A TV broadcaster was shot dead in an apparent attack on a fellow journalist in the Honduran capital of Tegucigalpa on Monday 1 March, according to media reports.
Joseph Hernández Ochoa, 24, a journalism student at the University of Honduras, and a former entertainment presenter on the privately-owned Canal 51 TV station, was travelling with fellow journalist Karol Cabrera when their car was fired on 36 times by men in another vehicle on an unlit road.
Cabrera suffered a broken arm and ribs, and after undergoing emergency surgery, is now recovering in a military hospital in the city. The journalist had received several death threats and was assumed to have been the target of the attack, according to Honduran daily newspaper El Tiempo. However, media observers noted that the investigating police had yet to confirm the motive.
Cabrera is an outspoken and controversial media figure in Honduras, known for her support of the coup that ousted former president Manuel Zelaya in June 2009. She had hosted a television show on state-owned Canal 8, as well as a radio show on the privately-owned Radio Cadena Voces. Cabrera had been talking live on her radio show “El ángel de la controversia” (The Angel of Controversy) over the telephone at the time of the attack. According to El Tiempo, Cabrera had been criticising the government for its cancellation of her Canal 8 show and accused some unnamed government officials of inappropriate sexual activities during the telephone broadcast. Listeners then heard the shots being fired and her calls for help.
Cabrera’s pregnant daughter, Kathleen Nicolle Rodríguez Cabrera, was killed in December 2009 whilst driving her mother’s car down the same road as Monday’s attack. She was shot dead by two men on a motorcycle. Two passengers travelling with her were injured. The 16-year-old, who was eight months pregnant, died in hospital. Doctors initially managed to save the unborn baby, but the boy later died.
Ochoa had been giving Cabrera a ride home because her own car had broken down earlier in the week. Cabrera had been assigned a police escort after the death threats and attack on her daughter, but she had instructed them to stay at her home with her children for fear her assailants would assume she was also in the house. By the time the police had arrived at the scene, the killers had fled. Ochoa died at the scene, after being shot more than 20 times in the chest, according to Honduran daily La Tribuna.
Speaking to local media after her operation, Cabrera said she did not understand how she had been saved and was now considering leaving the country for fear of her life and her children.
“We offer our sincere condolences to Mr Ochoa’s family,” said International Press Institute Deputy Director Alison Bethel McKenzie. “We are also very sorry for Karol Cabrera, who in addition to losing her pregnant daughter in an attack on her life just a few months ago, has now also lost a colleague and sustained injuries in what appears to have been another attempt to kill her. Since the coup d’état last June, the press freedom environment in Honduras has deteriorated. We urge the Honduran authorities to investigate this attack and killing, and to prosecute the perpetrators. The government must be clear that attacks on journalists will not be tolerated.”

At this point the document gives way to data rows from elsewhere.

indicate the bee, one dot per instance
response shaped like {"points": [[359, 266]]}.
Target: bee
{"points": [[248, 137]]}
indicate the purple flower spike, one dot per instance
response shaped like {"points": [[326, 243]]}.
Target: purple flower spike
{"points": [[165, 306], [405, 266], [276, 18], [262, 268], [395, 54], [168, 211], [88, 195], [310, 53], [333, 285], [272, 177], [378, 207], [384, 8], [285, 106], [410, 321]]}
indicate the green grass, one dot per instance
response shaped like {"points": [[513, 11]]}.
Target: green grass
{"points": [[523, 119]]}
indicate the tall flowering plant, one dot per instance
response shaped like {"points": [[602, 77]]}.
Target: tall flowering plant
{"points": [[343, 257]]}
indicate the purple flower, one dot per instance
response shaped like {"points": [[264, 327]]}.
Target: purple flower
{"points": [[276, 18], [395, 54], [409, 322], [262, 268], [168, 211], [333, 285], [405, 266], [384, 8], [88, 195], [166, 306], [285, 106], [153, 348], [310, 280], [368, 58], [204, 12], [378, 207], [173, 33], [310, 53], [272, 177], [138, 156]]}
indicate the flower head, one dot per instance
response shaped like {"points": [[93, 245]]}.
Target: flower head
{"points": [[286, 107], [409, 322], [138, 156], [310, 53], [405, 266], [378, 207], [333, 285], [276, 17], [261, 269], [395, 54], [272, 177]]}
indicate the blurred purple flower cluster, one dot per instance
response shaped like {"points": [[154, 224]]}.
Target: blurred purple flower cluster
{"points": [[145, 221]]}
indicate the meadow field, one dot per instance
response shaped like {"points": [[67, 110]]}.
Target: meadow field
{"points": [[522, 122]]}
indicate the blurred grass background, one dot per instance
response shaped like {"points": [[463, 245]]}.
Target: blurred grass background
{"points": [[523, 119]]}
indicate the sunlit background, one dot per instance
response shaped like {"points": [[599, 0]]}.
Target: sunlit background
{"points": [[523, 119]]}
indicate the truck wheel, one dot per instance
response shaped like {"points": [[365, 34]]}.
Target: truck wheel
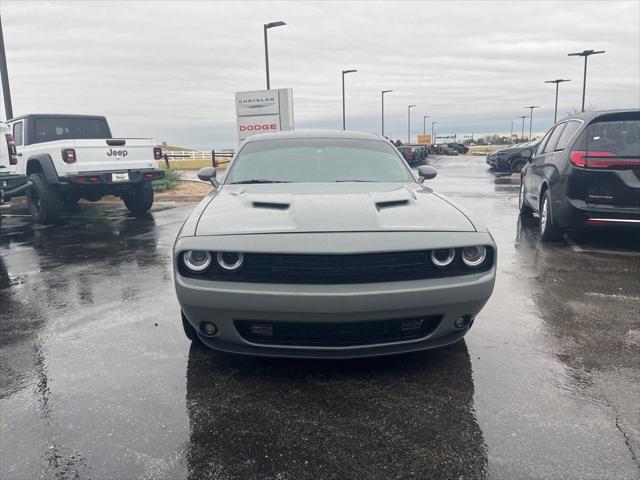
{"points": [[139, 198], [43, 200], [548, 231]]}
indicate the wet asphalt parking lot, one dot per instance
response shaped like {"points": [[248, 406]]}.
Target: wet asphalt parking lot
{"points": [[98, 381]]}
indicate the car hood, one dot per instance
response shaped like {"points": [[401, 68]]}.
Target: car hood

Honduras has seen an increase in violence since the June 2009 coup, with five journalists killed last year. The situation has not much improved since the election of new president Porfirio ‘Pepe’ Lobo Sosa in January. A total of seven journalists were killed for their work over the past decade, making Honduras the fifth most dangerous country in Latin America and the 17th most dangerous country in the world for journalists, according to the International Press Institute’s World Press Freedom Review 2009.